My memories of Ernie are the same as every kid who grew up in Detroit. But I can’t speak first-hand on his personality or his relations with fans.
So no, I will not write a eulogy on Ernie Harwell. I have nothing new to say.
But I will share one of my regrets in life. As a 16-year old I somehow scored a two-day gig spotting for the Seattle Mariners broadcasters when they were in town for a series against the Tigers. The work was easy, just reminding them who was on base, what the count was, who was throwing in the bullpen, etc. In the Tiger Stadium media room before the game, I plopped down $5 for dinner, and took a seat with my back to the room.
I was out of my element there.

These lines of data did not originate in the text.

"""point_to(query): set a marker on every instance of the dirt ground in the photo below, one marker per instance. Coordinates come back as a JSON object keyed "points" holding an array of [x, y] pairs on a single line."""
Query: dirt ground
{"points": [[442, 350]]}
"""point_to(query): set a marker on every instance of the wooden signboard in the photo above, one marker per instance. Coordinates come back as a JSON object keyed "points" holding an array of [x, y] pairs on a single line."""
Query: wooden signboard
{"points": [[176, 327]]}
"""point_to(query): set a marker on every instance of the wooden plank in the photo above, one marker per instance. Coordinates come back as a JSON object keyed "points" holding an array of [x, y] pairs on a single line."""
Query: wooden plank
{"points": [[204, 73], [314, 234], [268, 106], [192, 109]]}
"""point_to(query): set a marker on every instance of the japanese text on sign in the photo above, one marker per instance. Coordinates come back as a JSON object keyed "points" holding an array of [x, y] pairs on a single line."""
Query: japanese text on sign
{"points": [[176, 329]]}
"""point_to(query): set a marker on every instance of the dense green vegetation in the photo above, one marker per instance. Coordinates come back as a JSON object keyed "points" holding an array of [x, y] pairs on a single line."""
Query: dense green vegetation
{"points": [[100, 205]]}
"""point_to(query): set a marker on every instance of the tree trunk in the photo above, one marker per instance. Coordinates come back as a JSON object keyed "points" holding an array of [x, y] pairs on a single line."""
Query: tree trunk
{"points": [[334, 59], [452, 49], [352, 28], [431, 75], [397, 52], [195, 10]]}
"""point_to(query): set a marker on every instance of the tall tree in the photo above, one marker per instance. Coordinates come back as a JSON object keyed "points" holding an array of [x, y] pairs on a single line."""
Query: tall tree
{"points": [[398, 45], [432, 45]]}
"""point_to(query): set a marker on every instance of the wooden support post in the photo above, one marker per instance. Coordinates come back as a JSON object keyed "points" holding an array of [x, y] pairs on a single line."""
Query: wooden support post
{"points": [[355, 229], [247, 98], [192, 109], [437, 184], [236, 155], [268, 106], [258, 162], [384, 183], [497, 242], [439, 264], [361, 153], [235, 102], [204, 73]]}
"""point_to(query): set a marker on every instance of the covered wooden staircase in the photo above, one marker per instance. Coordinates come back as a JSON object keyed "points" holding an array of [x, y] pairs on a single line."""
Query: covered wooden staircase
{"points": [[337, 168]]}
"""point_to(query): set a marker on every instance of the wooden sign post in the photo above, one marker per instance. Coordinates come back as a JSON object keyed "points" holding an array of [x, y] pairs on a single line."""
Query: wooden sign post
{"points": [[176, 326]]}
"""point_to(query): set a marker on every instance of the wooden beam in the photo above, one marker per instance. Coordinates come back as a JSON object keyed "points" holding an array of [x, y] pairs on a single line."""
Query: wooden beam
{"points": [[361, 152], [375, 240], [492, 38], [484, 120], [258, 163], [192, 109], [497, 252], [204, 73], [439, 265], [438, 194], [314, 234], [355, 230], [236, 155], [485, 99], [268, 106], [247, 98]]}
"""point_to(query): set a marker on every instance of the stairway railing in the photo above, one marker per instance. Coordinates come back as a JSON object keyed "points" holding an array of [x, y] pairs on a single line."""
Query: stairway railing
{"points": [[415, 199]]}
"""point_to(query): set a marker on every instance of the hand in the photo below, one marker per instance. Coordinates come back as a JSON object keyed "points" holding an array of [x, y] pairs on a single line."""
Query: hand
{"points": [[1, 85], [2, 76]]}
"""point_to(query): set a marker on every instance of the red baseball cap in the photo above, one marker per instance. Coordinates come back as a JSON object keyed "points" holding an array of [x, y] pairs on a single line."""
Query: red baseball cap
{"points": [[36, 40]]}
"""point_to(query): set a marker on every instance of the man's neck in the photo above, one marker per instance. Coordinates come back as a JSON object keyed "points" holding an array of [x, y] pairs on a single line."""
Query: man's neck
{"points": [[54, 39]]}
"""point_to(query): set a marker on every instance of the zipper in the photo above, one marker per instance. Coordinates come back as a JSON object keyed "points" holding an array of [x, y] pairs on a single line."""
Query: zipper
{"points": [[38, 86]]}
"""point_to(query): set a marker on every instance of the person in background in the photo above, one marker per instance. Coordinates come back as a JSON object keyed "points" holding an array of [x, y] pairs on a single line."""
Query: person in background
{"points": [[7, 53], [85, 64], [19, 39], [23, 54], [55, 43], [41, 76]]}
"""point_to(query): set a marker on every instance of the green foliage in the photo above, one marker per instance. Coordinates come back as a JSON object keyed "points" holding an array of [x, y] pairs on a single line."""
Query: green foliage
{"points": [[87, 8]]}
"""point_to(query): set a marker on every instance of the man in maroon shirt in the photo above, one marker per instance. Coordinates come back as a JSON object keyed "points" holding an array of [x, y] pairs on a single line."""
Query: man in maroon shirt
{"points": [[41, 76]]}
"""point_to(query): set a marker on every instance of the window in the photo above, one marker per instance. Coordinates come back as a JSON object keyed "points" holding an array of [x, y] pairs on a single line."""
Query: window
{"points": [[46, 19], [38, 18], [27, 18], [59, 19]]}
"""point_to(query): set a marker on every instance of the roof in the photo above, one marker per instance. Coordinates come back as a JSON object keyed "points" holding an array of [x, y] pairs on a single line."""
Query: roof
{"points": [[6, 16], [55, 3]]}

In my future were countless press boxes and media rooms. But this time, I was a virgin, afraid to make eye contact with anyone, lest I be tossed out of this secret club for some odd reason.
I was eating my meal when, suddenly, the sound boomed over me from about 15-feet behind. It was the sound of Ernie Harwell’s voice. And in a crowded, loud room, Ernie’s molasses inflection was all I heard.
My ears perked up and I sat upright in my seat. For a second I forgot where I was and wondered what Ernie Harwell was doing anywhere near me. It wasn’t that I didn’t feel worthy to be in the same place as Ernie. It was that I was shocked that this man who did so much to shape my youth was actually an existing, touchable figure that sat just a few feet away.
I glanced over my shoulder to make sure someone hadn’t left a radio on. And sure enough, there he was holding court.
I thought hard about saying hello. Yearned for a chance to meet this man whose words constructed my impression of my heroes.
But as a nervous 16-year old already certain he was trespassing, I decided to play it covert and just drink in every bit of his conversation as a third party.
I wish now I had gone over to Ernie, if only to be the 1,000,000th fan to tell him how much he contributed to my love of baseball. I wish now that I had looked into his eyes. I value expressions of pure joy and I can’t imagine anyone experienced more joy in life than Ernie Harwell.
But I still feel privileged just to have heard his voice without the filter of radio waves. Ernie may have been discussing the pork loin they served that night or his daily exercise routine, I don’t really remember. But just a chance to hear that voice in real time, without interference, was enough to make the moment special.
Maybe, as I listened to Ernie talk, I was taken back a few short years to those nights that I wanted so badly to hear him exclaim a Tigers comeback. And maybe I fantasized about one day being the gentleman from Grosse Pointe who caught that foul ball.
Funny thing, when I went back to the media room the next night, Ernie wasn’t there. But I did sit at a table with Al Kaline, the Hall-of-Famer who played for the Tigers for 22 years and who happened to be the team’s television announcer from my youth. I listened to Kaline speak intelligently about baseball and give his scouting report on then-Tigers rookie Jeff Weaver (“He’s been our stopper lately,” Kaline said.).
And while that brush with Kaline certainly is memorable, it pales in comparison to simply hearing Ernie talk from a distance. Why? I never saw Kaline play. I never saw him when he was the best at something. And even though I watched Kaline on television more than I listened to Ernie on the radio, I always heard Ernie at his best.
Now, a day after Ernie’s death at age 92, I think back to the favorite Tigers of my youth. I understand that Alan Trammell could not be Alan Trammell, and Kirk Gibson could not be Kirk Gibson -- at least not in the superhuman ways I saw them -- without Ernie.